Pour certains, la haute saison et ses touristes se font attendre, tandis que d’autres mise sur une fréquentation plus locale et de la vente directe. C’est le cas d’Isabelle Bonnard, gérante de la ferme-auberge de La Poule Rousse à Doizieux (Loire). « Nous faisons en moyenne une centaine de couverts par semaine », explique l’agricultrice. Si elle accueille peu de touristes, la clientèle régionale semble assez régulière. « Nous nous trouvons entre Lyon et Saint-Étienne, j’accueille principalement des Lyonnais et des Stéphanois. Nous n’avons pas forcément besoin de faire de publicité pour attirer davantage de touristes, puisque la valorisation de nos produits en restauration et en transformation est déjà un excellent complément de revenus », assure Isabelle Bonnard. « Les clients du restaurant achètent également des produits de la ferme sur place », ajoute-t-elle. Pas d’ombre au tableau pour l’agricultrice qui assure un rythme soutenu, aux côtés de ses quatre associés. Depuis son ouverture en 2001, la crise sanitaire a été le seul passage compliqué, mais la ferme-auberge a repris de plus belle grâce à la clientèle locale. Pourtant, certains exploitants subissent encore les conséquences de cette crise, survenue en France fin 2019.

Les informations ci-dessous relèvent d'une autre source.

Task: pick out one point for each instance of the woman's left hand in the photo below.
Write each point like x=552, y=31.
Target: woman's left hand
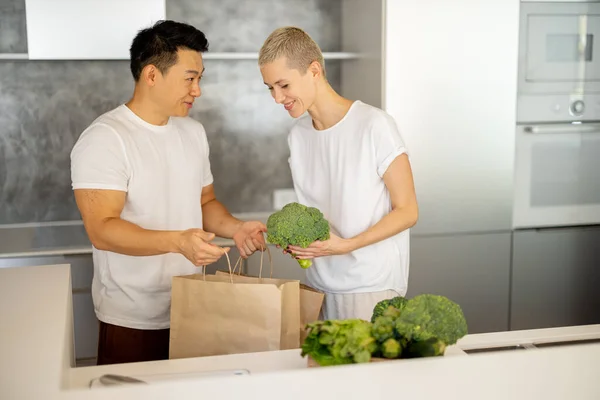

Une baisse de fréquentation parfois difficile

Si la crise sanitaire a parfois remis l’agriculture au centre des consciences, elle a également pu créer une défiance générale quant aux établissements d’accueil touristique. Luc Bauer, exploitant agricole et propriétaire de la ferme-auberge Salam en subit encore les retombées : un constat amer lorsqu’il se rappelle que 2019 avait été son année la plus florissante. « Ça n’a jamais repris comme avant et ça ne fait qu’empirer », se désole l’agriculteur. « Mon chiffre d’affaires est passé de 140 000 € par an (HT) à 90 000 € en 2023. Tous mes projets sont en attente depuis ». Luc Bauer évolue dans l’agriculture depuis son enfance et gère seul une exploitation en polyculture-élevage à Boulc (Drôme). L’auberge Salam, existante depuis dix ans, propose aujourd’hui une pension complète, 7 chambres pour une capacité de 17 personnes et des emplacements de camping-cars et bivouacs. Le gérant propose des stages et loisirs, activités fortement compromises depuis la crise sanitaire : « J’ai dû complètement revoir mon modèle agricole pour pouvoir me maintenir à flot, avec des cultures plus vivrières, de l’agroforesterie, de l’apiculture et l’arrêt de la production de brebis. Je mets aussi l’accent sur la vente directe ». Une crise économique qui l’éloigne peu à peu de sa clientèle historique : des citadins issus de la classe moyenne, cherchant à s’éloigner de la ville pour se ressourcer.